Cheer Factor: US trade mag interviews PDI

The Hollywood Reporter (THR), one of two major entertainment trade publications in the United States (the other one is Variety), has taken note of the flourishing independent film movement in the Philippines. In a two-page article published on October 11 on its special coverage of the Busan International Film Festival, THR points out that “the real story” of the current boom in the Philippine indie film scene is “in its commercial viability.”

The magazine proceeds to quote from an e-mail interview with Inquirer Entertainment’s Bayani San Diego Jr.: “The once emergent or independent cinema is quickly gaining a foothold in mainstream cineplexes.”

The most recent indie box office hit, Jade Castro’s comedy “Zombadings 1: Patayin sa Shokot si Remington,” caught the industry “off guard,” San Diego told writer Michael Mackey via the e-mail exchange, adding that the movie opened in 50 cinemas, then in 12 more theaters on its first weekend run, and was screened for more than a month.

“That would’ve been unthinkable six years ago,” San Diego told Mackey.

The article also discusses the Film Development Council of the Philippines’s role in supporting local indie filmmakers, including nationwide promotion via its National Cinema Program and the pitch to make the country a shooting destination of foreign productions.
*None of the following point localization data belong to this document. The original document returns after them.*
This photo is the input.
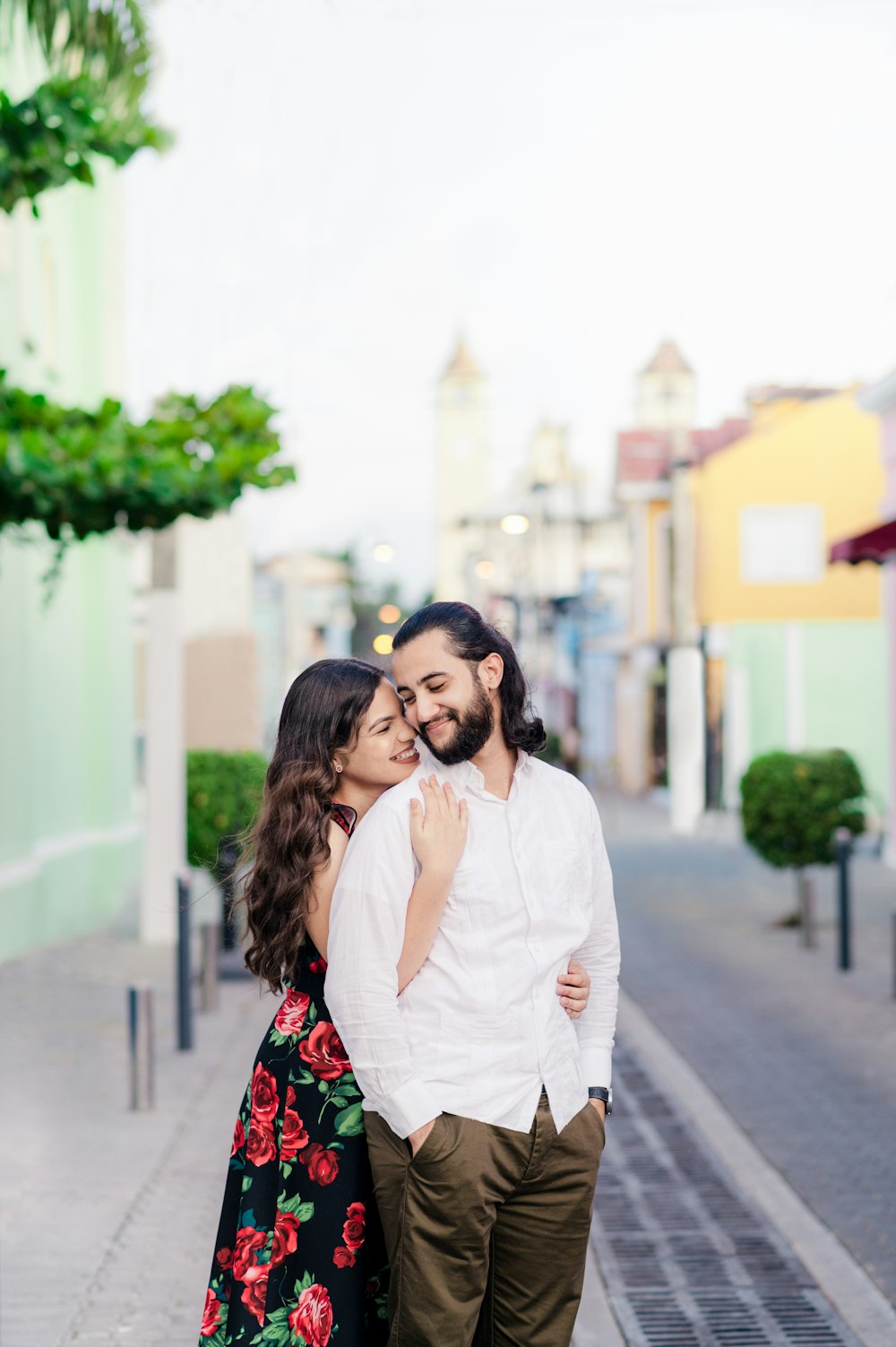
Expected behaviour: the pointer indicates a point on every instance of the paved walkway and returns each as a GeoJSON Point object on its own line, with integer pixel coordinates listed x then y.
{"type": "Point", "coordinates": [108, 1218]}
{"type": "Point", "coordinates": [800, 1054]}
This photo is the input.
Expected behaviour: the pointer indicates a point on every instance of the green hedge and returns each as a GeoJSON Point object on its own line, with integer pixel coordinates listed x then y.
{"type": "Point", "coordinates": [792, 803]}
{"type": "Point", "coordinates": [224, 791]}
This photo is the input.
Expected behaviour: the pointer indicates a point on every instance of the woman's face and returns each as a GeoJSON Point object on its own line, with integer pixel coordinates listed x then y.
{"type": "Point", "coordinates": [385, 752]}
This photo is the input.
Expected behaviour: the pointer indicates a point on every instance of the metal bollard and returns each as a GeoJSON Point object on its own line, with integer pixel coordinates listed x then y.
{"type": "Point", "coordinates": [185, 1001]}
{"type": "Point", "coordinates": [209, 980]}
{"type": "Point", "coordinates": [806, 910]}
{"type": "Point", "coordinates": [228, 865]}
{"type": "Point", "coordinates": [141, 1047]}
{"type": "Point", "coordinates": [842, 849]}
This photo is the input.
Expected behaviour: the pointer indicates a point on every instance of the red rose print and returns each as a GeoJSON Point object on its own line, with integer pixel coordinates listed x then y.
{"type": "Point", "coordinates": [323, 1052]}
{"type": "Point", "coordinates": [291, 1015]}
{"type": "Point", "coordinates": [353, 1227]}
{"type": "Point", "coordinates": [259, 1144]}
{"type": "Point", "coordinates": [286, 1237]}
{"type": "Point", "coordinates": [323, 1165]}
{"type": "Point", "coordinates": [264, 1097]}
{"type": "Point", "coordinates": [256, 1291]}
{"type": "Point", "coordinates": [238, 1137]}
{"type": "Point", "coordinates": [211, 1315]}
{"type": "Point", "coordinates": [313, 1317]}
{"type": "Point", "coordinates": [244, 1257]}
{"type": "Point", "coordinates": [293, 1137]}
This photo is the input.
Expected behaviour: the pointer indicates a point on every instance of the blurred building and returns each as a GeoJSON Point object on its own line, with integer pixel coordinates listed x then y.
{"type": "Point", "coordinates": [646, 455]}
{"type": "Point", "coordinates": [795, 648]}
{"type": "Point", "coordinates": [543, 562]}
{"type": "Point", "coordinates": [462, 463]}
{"type": "Point", "coordinates": [70, 835]}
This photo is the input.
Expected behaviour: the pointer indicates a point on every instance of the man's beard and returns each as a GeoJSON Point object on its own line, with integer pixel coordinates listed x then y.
{"type": "Point", "coordinates": [472, 733]}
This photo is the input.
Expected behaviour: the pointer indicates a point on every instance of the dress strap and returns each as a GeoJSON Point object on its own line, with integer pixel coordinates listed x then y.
{"type": "Point", "coordinates": [345, 816]}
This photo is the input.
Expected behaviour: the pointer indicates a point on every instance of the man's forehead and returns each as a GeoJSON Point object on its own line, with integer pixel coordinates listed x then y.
{"type": "Point", "coordinates": [423, 658]}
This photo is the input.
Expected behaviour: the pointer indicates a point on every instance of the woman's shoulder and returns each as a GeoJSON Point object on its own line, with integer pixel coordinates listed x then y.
{"type": "Point", "coordinates": [344, 816]}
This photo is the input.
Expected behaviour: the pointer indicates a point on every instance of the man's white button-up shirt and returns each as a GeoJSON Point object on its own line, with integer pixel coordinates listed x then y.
{"type": "Point", "coordinates": [480, 1028]}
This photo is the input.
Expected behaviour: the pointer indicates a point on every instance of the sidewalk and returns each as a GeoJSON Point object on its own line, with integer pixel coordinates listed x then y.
{"type": "Point", "coordinates": [797, 1052]}
{"type": "Point", "coordinates": [108, 1218]}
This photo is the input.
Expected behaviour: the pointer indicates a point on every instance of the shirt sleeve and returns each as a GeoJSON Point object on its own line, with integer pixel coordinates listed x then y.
{"type": "Point", "coordinates": [366, 934]}
{"type": "Point", "coordinates": [599, 956]}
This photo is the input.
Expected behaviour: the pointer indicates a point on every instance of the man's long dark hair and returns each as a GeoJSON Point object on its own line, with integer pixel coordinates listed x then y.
{"type": "Point", "coordinates": [472, 639]}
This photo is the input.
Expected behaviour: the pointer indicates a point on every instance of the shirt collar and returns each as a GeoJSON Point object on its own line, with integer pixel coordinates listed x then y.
{"type": "Point", "coordinates": [468, 774]}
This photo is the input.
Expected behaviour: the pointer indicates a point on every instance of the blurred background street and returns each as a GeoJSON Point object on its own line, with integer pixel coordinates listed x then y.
{"type": "Point", "coordinates": [582, 314]}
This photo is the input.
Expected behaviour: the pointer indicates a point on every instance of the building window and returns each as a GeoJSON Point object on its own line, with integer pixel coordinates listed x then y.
{"type": "Point", "coordinates": [781, 544]}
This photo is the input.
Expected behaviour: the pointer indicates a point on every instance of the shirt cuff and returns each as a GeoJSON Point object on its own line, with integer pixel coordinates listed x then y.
{"type": "Point", "coordinates": [407, 1108]}
{"type": "Point", "coordinates": [597, 1066]}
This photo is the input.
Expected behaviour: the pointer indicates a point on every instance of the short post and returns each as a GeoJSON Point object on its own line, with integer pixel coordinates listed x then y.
{"type": "Point", "coordinates": [185, 1004]}
{"type": "Point", "coordinates": [806, 910]}
{"type": "Point", "coordinates": [842, 849]}
{"type": "Point", "coordinates": [209, 980]}
{"type": "Point", "coordinates": [228, 867]}
{"type": "Point", "coordinates": [141, 1047]}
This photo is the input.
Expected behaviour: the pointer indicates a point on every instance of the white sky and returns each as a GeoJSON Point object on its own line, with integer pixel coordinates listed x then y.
{"type": "Point", "coordinates": [567, 181]}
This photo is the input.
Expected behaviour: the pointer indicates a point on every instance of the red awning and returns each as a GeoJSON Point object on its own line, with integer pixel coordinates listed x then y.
{"type": "Point", "coordinates": [877, 544]}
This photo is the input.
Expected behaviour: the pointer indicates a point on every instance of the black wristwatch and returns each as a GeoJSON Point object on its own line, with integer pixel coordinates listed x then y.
{"type": "Point", "coordinates": [604, 1092]}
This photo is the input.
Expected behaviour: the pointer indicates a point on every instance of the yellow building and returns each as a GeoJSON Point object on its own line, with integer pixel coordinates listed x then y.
{"type": "Point", "coordinates": [792, 643]}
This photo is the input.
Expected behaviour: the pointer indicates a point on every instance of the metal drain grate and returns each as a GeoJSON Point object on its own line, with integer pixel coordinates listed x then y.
{"type": "Point", "coordinates": [686, 1258]}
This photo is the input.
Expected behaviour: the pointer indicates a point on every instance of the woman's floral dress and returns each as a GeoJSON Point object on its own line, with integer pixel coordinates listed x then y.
{"type": "Point", "coordinates": [299, 1256]}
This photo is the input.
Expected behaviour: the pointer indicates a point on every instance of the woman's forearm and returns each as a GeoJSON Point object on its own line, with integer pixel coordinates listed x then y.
{"type": "Point", "coordinates": [422, 921]}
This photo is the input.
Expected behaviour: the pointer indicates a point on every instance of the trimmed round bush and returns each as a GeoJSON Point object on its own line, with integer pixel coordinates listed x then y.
{"type": "Point", "coordinates": [224, 792]}
{"type": "Point", "coordinates": [794, 802]}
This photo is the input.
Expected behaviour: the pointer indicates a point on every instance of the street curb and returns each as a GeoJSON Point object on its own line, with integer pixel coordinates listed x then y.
{"type": "Point", "coordinates": [848, 1287]}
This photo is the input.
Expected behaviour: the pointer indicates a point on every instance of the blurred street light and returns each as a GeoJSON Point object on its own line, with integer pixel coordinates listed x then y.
{"type": "Point", "coordinates": [515, 524]}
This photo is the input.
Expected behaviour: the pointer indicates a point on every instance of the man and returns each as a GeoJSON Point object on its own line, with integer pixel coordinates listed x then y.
{"type": "Point", "coordinates": [484, 1103]}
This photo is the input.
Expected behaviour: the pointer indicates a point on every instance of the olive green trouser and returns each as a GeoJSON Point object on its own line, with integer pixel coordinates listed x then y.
{"type": "Point", "coordinates": [487, 1219]}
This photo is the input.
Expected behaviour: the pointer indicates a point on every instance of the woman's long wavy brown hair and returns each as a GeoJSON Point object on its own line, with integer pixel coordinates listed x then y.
{"type": "Point", "coordinates": [289, 843]}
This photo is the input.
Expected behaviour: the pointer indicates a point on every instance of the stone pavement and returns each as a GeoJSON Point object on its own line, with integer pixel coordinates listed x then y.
{"type": "Point", "coordinates": [802, 1055]}
{"type": "Point", "coordinates": [108, 1218]}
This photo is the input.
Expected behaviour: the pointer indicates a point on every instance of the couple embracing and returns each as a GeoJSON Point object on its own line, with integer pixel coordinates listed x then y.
{"type": "Point", "coordinates": [415, 1157]}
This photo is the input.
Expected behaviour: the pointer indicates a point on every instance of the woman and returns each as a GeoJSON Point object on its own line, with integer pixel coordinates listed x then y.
{"type": "Point", "coordinates": [299, 1253]}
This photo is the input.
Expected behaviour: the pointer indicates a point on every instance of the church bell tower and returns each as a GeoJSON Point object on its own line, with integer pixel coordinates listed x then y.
{"type": "Point", "coordinates": [462, 469]}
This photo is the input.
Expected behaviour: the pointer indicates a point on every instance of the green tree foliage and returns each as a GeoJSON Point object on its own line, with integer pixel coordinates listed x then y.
{"type": "Point", "coordinates": [794, 802]}
{"type": "Point", "coordinates": [80, 473]}
{"type": "Point", "coordinates": [99, 62]}
{"type": "Point", "coordinates": [224, 792]}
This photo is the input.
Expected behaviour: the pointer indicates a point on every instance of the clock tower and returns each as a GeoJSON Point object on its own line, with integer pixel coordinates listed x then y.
{"type": "Point", "coordinates": [462, 468]}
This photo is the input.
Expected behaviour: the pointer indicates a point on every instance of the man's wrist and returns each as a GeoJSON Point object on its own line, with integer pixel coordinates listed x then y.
{"type": "Point", "coordinates": [604, 1094]}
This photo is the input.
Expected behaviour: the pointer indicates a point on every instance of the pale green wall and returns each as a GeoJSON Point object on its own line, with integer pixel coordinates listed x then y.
{"type": "Point", "coordinates": [847, 699]}
{"type": "Point", "coordinates": [69, 833]}
{"type": "Point", "coordinates": [844, 691]}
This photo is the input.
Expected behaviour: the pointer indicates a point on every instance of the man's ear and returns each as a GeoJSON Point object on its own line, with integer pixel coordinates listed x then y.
{"type": "Point", "coordinates": [492, 671]}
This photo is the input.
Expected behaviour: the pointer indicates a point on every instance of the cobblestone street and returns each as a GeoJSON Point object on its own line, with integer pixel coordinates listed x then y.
{"type": "Point", "coordinates": [123, 1207]}
{"type": "Point", "coordinates": [800, 1054]}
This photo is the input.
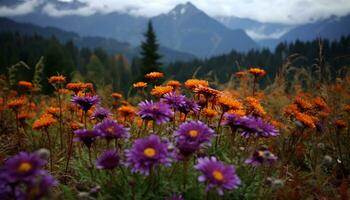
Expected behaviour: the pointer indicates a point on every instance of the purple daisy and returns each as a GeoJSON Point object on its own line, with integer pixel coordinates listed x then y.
{"type": "Point", "coordinates": [174, 100]}
{"type": "Point", "coordinates": [23, 177]}
{"type": "Point", "coordinates": [40, 187]}
{"type": "Point", "coordinates": [101, 113]}
{"type": "Point", "coordinates": [189, 106]}
{"type": "Point", "coordinates": [191, 136]}
{"type": "Point", "coordinates": [217, 175]}
{"type": "Point", "coordinates": [159, 112]}
{"type": "Point", "coordinates": [110, 129]}
{"type": "Point", "coordinates": [250, 126]}
{"type": "Point", "coordinates": [261, 156]}
{"type": "Point", "coordinates": [108, 160]}
{"type": "Point", "coordinates": [147, 153]}
{"type": "Point", "coordinates": [23, 166]}
{"type": "Point", "coordinates": [86, 136]}
{"type": "Point", "coordinates": [86, 102]}
{"type": "Point", "coordinates": [175, 197]}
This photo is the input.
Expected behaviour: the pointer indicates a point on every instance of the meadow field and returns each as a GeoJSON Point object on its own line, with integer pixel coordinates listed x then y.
{"type": "Point", "coordinates": [166, 139]}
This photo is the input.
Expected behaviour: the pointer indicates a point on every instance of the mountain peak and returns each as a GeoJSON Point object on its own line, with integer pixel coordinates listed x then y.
{"type": "Point", "coordinates": [184, 9]}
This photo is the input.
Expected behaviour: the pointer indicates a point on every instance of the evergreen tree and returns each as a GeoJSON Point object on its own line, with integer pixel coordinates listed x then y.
{"type": "Point", "coordinates": [149, 52]}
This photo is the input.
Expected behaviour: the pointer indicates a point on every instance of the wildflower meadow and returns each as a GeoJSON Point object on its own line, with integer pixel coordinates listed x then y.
{"type": "Point", "coordinates": [176, 140]}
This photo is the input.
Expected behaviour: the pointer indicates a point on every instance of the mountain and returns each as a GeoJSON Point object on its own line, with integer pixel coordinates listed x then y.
{"type": "Point", "coordinates": [332, 28]}
{"type": "Point", "coordinates": [122, 27]}
{"type": "Point", "coordinates": [185, 29]}
{"type": "Point", "coordinates": [255, 29]}
{"type": "Point", "coordinates": [188, 29]}
{"type": "Point", "coordinates": [112, 46]}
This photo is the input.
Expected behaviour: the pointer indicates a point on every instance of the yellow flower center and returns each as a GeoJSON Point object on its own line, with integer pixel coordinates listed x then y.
{"type": "Point", "coordinates": [109, 130]}
{"type": "Point", "coordinates": [149, 152]}
{"type": "Point", "coordinates": [261, 153]}
{"type": "Point", "coordinates": [24, 167]}
{"type": "Point", "coordinates": [193, 133]}
{"type": "Point", "coordinates": [218, 175]}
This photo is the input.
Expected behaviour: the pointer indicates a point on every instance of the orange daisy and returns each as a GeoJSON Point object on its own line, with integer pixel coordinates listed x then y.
{"type": "Point", "coordinates": [139, 85]}
{"type": "Point", "coordinates": [116, 95]}
{"type": "Point", "coordinates": [193, 83]}
{"type": "Point", "coordinates": [161, 90]}
{"type": "Point", "coordinates": [44, 121]}
{"type": "Point", "coordinates": [257, 71]}
{"type": "Point", "coordinates": [228, 103]}
{"type": "Point", "coordinates": [154, 75]}
{"type": "Point", "coordinates": [57, 79]}
{"type": "Point", "coordinates": [25, 84]}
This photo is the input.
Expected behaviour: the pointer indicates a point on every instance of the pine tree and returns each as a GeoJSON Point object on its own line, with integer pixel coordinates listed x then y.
{"type": "Point", "coordinates": [149, 52]}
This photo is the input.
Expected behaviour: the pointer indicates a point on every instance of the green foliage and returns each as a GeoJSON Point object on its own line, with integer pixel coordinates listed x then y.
{"type": "Point", "coordinates": [12, 72]}
{"type": "Point", "coordinates": [39, 68]}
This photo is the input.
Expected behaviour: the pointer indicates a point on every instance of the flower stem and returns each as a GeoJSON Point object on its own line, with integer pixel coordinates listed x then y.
{"type": "Point", "coordinates": [50, 147]}
{"type": "Point", "coordinates": [70, 148]}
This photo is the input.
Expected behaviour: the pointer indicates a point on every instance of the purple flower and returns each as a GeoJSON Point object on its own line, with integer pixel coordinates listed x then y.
{"type": "Point", "coordinates": [110, 129]}
{"type": "Point", "coordinates": [147, 153]}
{"type": "Point", "coordinates": [101, 113]}
{"type": "Point", "coordinates": [158, 112]}
{"type": "Point", "coordinates": [174, 100]}
{"type": "Point", "coordinates": [86, 102]}
{"type": "Point", "coordinates": [23, 166]}
{"type": "Point", "coordinates": [23, 177]}
{"type": "Point", "coordinates": [175, 197]}
{"type": "Point", "coordinates": [250, 126]}
{"type": "Point", "coordinates": [108, 160]}
{"type": "Point", "coordinates": [217, 175]}
{"type": "Point", "coordinates": [39, 188]}
{"type": "Point", "coordinates": [86, 136]}
{"type": "Point", "coordinates": [189, 106]}
{"type": "Point", "coordinates": [191, 136]}
{"type": "Point", "coordinates": [261, 156]}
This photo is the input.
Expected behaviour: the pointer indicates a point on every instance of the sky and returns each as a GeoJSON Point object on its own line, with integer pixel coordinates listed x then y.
{"type": "Point", "coordinates": [278, 11]}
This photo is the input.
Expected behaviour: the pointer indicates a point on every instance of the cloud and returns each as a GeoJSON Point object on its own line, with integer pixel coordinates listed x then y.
{"type": "Point", "coordinates": [280, 11]}
{"type": "Point", "coordinates": [20, 9]}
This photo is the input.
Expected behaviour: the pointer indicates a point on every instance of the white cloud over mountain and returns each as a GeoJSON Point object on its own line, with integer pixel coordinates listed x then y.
{"type": "Point", "coordinates": [280, 11]}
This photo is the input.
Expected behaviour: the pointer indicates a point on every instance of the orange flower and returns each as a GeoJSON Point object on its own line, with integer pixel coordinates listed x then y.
{"type": "Point", "coordinates": [193, 83]}
{"type": "Point", "coordinates": [305, 119]}
{"type": "Point", "coordinates": [173, 83]}
{"type": "Point", "coordinates": [88, 86]}
{"type": "Point", "coordinates": [347, 108]}
{"type": "Point", "coordinates": [154, 75]}
{"type": "Point", "coordinates": [17, 103]}
{"type": "Point", "coordinates": [116, 95]}
{"type": "Point", "coordinates": [53, 110]}
{"type": "Point", "coordinates": [140, 85]}
{"type": "Point", "coordinates": [257, 71]}
{"type": "Point", "coordinates": [239, 112]}
{"type": "Point", "coordinates": [209, 113]}
{"type": "Point", "coordinates": [75, 125]}
{"type": "Point", "coordinates": [126, 111]}
{"type": "Point", "coordinates": [44, 121]}
{"type": "Point", "coordinates": [320, 103]}
{"type": "Point", "coordinates": [75, 86]}
{"type": "Point", "coordinates": [228, 103]}
{"type": "Point", "coordinates": [303, 104]}
{"type": "Point", "coordinates": [276, 124]}
{"type": "Point", "coordinates": [161, 90]}
{"type": "Point", "coordinates": [207, 91]}
{"type": "Point", "coordinates": [23, 115]}
{"type": "Point", "coordinates": [241, 74]}
{"type": "Point", "coordinates": [255, 105]}
{"type": "Point", "coordinates": [57, 79]}
{"type": "Point", "coordinates": [340, 123]}
{"type": "Point", "coordinates": [291, 110]}
{"type": "Point", "coordinates": [25, 84]}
Again the story quotes San Diego, who cites the Josh Hartnett starrer “I Come With the Rain,” the French film “Le Marquis,” Korea’s “Romance Island” and versions of the reality TV series “Survivor”—all shot in various parts of the Philippines.

All these tell-tale signs of an exciting period in the history of Philippine movies were initially given prominent exposure in the Inquirer.